High- T c nearly-free-electron superconductivity in quaternary hydrides under ambient pressure

Abstract We report a theoretical investigation into superconductivity within the MAX H 6 quaternary hydride system using first-principles calculations, where M and A denote alkali and alkaline earth elements, respectively, and X represents transition metal elements. Systematic analysis of electronic band structures, phonon dispersions, and electron-phonon coupling reveals that substitution of M A binary metal combinations and X metal atoms can create favorable conditions for superconductivity.
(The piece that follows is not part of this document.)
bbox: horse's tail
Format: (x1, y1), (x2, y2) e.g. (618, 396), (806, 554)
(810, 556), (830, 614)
Mapping of superconducting critical temperatures, combined with dynamical stability analysis through phonon calculations, identifies ten superconducting candidates at ambient pressure. Among these, LiNaAgH 6 exhibits nearly-free-electron behavior reminiscent of monovalent electron superconductors. It demonstrates exceptional superconducting properties with electron-phonon coupling λ = 2.707, which yields a superconducting transition temperature T c of 206.4 K using the Allen-Dynes formula. Its structural analogs MgNaPdH 6 , LiMgPdH 6 , LiMgAgH 6 , LiMgAuH 6 all exhibit superconducting transition temperatures above 110 K. These findings advance our fundamental understanding of superconductivity in quaternary hydrides and provide guidance for rational design of new high-temperature superconducting materials.